Granted, this is quite a complicated process, and mostly because of the phenomenon
known as resistance. While some therapists may view clients that don’t comply with
treatment plans as “resistant”, “stubborn”, or even “difficult”,
a psychoanalytically-oriented therapist will recognize such behavior as part of the natural progression of
every therapy treatment. If one is to understand psychological symptoms as a reaction
to painful internal stimuli, it can then also be seen as serving a purpose. Symptoms are a
powerful distraction from that which is most threatening. Unconscious material often
lingers outside of one’s awareness, precisely because it is difficult or painful to process.

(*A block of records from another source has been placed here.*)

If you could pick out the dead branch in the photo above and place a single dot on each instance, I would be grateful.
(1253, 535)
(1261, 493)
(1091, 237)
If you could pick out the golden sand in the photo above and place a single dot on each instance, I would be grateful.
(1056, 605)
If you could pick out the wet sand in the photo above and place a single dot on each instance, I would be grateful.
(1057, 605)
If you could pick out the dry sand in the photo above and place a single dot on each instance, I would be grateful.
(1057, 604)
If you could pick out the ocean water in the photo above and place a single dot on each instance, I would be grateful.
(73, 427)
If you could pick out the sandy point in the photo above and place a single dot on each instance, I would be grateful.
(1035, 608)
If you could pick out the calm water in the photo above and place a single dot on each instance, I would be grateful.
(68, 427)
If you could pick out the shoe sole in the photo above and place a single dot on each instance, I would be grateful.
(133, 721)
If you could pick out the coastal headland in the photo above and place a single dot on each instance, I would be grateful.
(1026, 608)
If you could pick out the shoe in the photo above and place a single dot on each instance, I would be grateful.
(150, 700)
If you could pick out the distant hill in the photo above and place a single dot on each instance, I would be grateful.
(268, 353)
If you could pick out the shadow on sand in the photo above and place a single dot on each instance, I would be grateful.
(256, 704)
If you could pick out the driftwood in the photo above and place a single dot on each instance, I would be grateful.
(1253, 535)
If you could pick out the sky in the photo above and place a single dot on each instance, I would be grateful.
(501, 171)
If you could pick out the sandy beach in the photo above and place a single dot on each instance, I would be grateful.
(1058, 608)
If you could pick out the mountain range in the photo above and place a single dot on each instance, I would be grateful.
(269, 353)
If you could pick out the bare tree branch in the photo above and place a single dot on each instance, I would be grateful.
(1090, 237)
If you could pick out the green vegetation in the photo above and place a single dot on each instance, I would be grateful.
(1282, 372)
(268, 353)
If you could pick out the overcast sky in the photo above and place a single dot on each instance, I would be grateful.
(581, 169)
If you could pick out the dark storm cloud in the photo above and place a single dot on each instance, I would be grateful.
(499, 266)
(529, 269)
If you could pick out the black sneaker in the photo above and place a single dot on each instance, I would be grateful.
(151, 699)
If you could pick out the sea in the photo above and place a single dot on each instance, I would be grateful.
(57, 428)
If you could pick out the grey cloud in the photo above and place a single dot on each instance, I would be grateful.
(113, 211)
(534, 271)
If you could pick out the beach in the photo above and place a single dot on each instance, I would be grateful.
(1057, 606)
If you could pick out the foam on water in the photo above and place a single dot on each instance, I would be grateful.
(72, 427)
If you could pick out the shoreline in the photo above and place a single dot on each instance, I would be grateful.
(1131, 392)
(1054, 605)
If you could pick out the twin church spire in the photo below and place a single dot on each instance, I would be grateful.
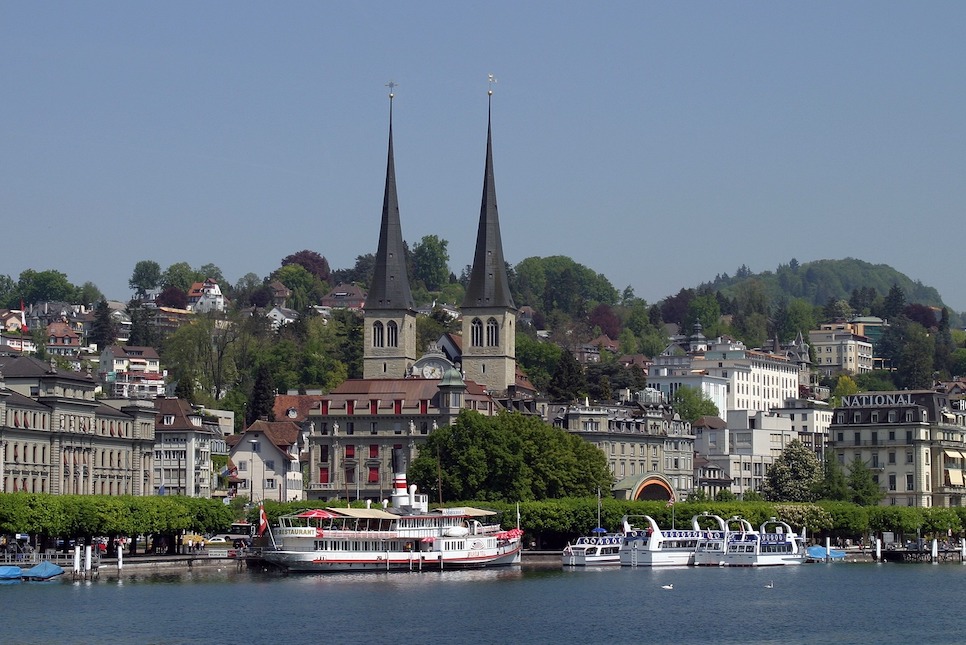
(488, 311)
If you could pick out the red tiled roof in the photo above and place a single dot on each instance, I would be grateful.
(301, 403)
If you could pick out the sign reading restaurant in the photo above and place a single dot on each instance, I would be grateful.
(875, 400)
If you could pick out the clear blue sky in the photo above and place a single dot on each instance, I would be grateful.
(657, 143)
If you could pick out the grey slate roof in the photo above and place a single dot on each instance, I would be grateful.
(390, 282)
(489, 285)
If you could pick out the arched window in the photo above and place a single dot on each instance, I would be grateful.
(476, 333)
(492, 333)
(377, 338)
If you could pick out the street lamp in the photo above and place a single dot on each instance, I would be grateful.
(255, 443)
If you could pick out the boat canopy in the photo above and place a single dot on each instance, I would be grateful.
(468, 511)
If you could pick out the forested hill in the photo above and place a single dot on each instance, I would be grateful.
(823, 280)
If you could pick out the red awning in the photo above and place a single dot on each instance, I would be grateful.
(318, 514)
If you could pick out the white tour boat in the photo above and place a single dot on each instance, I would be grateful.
(599, 548)
(407, 536)
(774, 544)
(651, 546)
(593, 550)
(711, 545)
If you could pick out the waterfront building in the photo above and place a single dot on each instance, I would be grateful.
(743, 446)
(732, 376)
(130, 372)
(184, 441)
(55, 437)
(841, 351)
(913, 440)
(403, 396)
(268, 456)
(649, 448)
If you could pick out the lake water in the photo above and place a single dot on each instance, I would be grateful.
(814, 603)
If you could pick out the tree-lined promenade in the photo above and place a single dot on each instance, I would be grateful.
(47, 518)
(548, 524)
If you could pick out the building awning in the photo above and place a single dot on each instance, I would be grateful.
(955, 477)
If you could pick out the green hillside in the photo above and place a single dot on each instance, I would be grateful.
(823, 280)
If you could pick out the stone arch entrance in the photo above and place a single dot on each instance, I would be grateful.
(653, 488)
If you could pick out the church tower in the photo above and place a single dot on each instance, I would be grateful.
(389, 348)
(489, 315)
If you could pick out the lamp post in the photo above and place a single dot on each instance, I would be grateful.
(255, 443)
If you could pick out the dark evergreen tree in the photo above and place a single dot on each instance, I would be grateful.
(143, 331)
(863, 488)
(262, 401)
(833, 485)
(568, 382)
(794, 476)
(895, 302)
(103, 329)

It stands to reason that uncovering what lies beneath the symptom is not going to be
fun, or enjoyable work. A smart person would do well by trying everything in his power
to thwart, or resist, such activity. What is known in the field as “resistance” comes into
play when the client, often without realizing it, will devise clever maneuvers to avoid a
treatment that can evoke painful and frightening feelings. In a recent published
interview, psychoanalyst David Pollens accurately described the challenge of such work.
“What happens in therapy,” Pollens said, “is that people come in asking for help, and
then the very next thing they do is they try to stop you from helping them.” Dr. Pollens
highlights the dilemma of therapy and suggests that the therapeutic process entails
addressing this very paradox.
Working through resistance
For a psychodynamic therapist, the better part of many treatments consists of working
through a client’s resistances. This requires patience on the part of the therapist. Most
importantly, it requires the ability to tolerate frustration in the treatment (when
experienced by the therapist as well as the client!). It is in this process that the
therapeutic relationship becomes critically important as both client and therapist trust
one another to do their part. A client must trust the therapist’s expertise to help guide
through a sometimes painful process. Likewise, the therapist must trust the client to be
motivated enough to want to work it through, as difficult as the undertaking might be.

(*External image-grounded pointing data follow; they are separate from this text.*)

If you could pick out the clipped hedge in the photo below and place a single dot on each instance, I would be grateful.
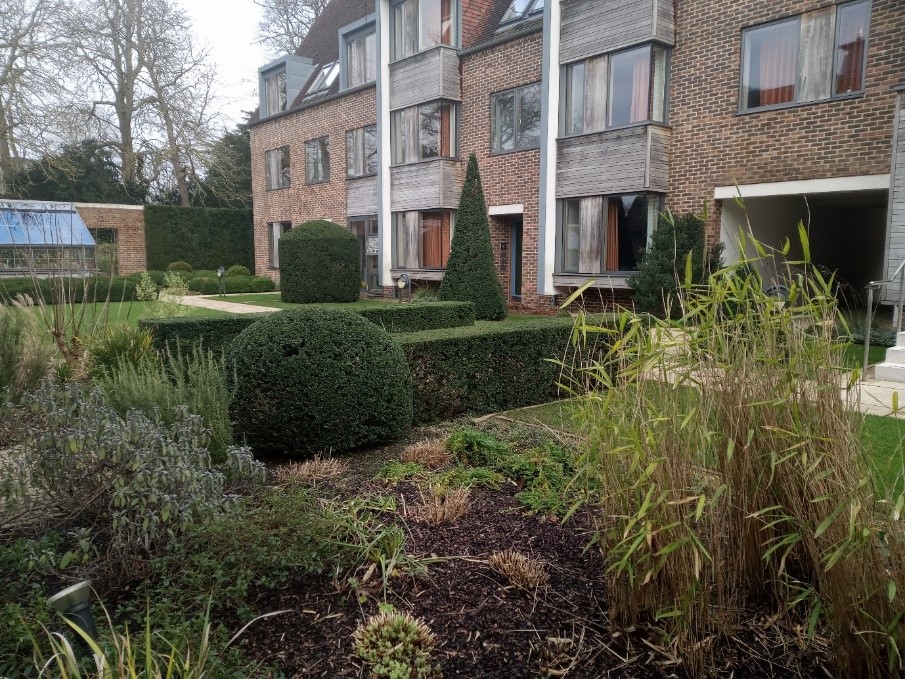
(485, 368)
(218, 332)
(206, 238)
(94, 289)
(318, 380)
(233, 284)
(320, 261)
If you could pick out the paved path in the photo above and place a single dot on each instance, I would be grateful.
(223, 304)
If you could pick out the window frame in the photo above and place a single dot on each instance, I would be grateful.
(516, 115)
(284, 175)
(322, 144)
(742, 109)
(362, 150)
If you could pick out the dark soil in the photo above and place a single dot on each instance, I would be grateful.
(485, 626)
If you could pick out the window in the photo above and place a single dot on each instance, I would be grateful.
(277, 168)
(361, 59)
(515, 121)
(421, 240)
(522, 9)
(614, 90)
(274, 93)
(605, 233)
(275, 231)
(361, 152)
(317, 160)
(419, 25)
(780, 68)
(423, 132)
(324, 79)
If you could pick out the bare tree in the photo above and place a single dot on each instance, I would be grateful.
(285, 23)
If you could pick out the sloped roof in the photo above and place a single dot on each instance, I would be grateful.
(37, 224)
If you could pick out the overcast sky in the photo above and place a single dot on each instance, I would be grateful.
(228, 28)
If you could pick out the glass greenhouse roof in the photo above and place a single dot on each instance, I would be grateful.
(35, 223)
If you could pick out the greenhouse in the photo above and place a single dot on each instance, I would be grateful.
(43, 238)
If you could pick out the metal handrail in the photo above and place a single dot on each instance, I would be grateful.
(898, 276)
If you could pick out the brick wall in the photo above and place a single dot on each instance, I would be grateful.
(512, 178)
(129, 223)
(301, 202)
(714, 146)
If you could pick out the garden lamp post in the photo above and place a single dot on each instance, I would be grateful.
(74, 605)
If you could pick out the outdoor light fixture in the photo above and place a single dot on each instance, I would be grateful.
(74, 605)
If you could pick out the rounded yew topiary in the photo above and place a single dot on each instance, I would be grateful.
(320, 261)
(312, 380)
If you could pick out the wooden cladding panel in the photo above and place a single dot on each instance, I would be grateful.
(818, 31)
(602, 163)
(361, 196)
(426, 186)
(591, 27)
(425, 77)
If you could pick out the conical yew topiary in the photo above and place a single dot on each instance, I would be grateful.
(470, 273)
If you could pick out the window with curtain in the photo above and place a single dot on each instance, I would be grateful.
(276, 166)
(275, 231)
(361, 151)
(779, 68)
(421, 240)
(614, 90)
(599, 234)
(274, 93)
(515, 119)
(361, 59)
(317, 160)
(423, 132)
(419, 25)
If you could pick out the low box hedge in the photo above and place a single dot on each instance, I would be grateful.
(485, 368)
(214, 333)
(92, 289)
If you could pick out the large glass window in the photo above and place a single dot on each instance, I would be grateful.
(421, 240)
(275, 231)
(605, 233)
(276, 164)
(426, 131)
(361, 151)
(779, 68)
(317, 160)
(274, 92)
(515, 120)
(421, 24)
(361, 59)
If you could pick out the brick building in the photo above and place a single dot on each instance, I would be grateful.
(588, 118)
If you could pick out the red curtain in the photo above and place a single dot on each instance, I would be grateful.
(778, 61)
(612, 235)
(435, 239)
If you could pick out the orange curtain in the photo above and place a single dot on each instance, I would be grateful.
(778, 59)
(612, 235)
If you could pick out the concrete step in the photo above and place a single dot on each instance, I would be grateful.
(890, 372)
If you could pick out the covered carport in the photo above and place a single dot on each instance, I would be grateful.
(846, 220)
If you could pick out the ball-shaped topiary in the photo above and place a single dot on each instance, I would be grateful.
(320, 261)
(311, 380)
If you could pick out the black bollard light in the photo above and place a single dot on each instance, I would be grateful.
(73, 604)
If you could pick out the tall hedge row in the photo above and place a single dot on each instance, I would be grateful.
(206, 238)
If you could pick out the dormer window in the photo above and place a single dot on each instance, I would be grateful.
(522, 9)
(324, 80)
(275, 98)
(361, 58)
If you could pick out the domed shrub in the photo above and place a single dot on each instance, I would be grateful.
(320, 261)
(311, 380)
(237, 270)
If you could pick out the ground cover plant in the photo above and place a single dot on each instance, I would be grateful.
(728, 475)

In this way, therapy is a mutual process, not the therapist instructing or pushing the
client, rather the two collaborating toward a common goal. When therapist and client
follow this collaborative model, the client will feel safe enough to open up in a way that
is productive and often healing.
In sum, working within a psychodynamic framework of therapy requires both an
understanding and a respect for the difficult and sometimes unpleasant work that a
client is called upon to do in therapy. Clearly, a client must have a strong personal
motivation to get better, and as the joke goes, the light bulb has to want to change.
However, at the same time, a client’s resistances need to be understood and sensitively
managed by the therapist in order to yield the greatest gains.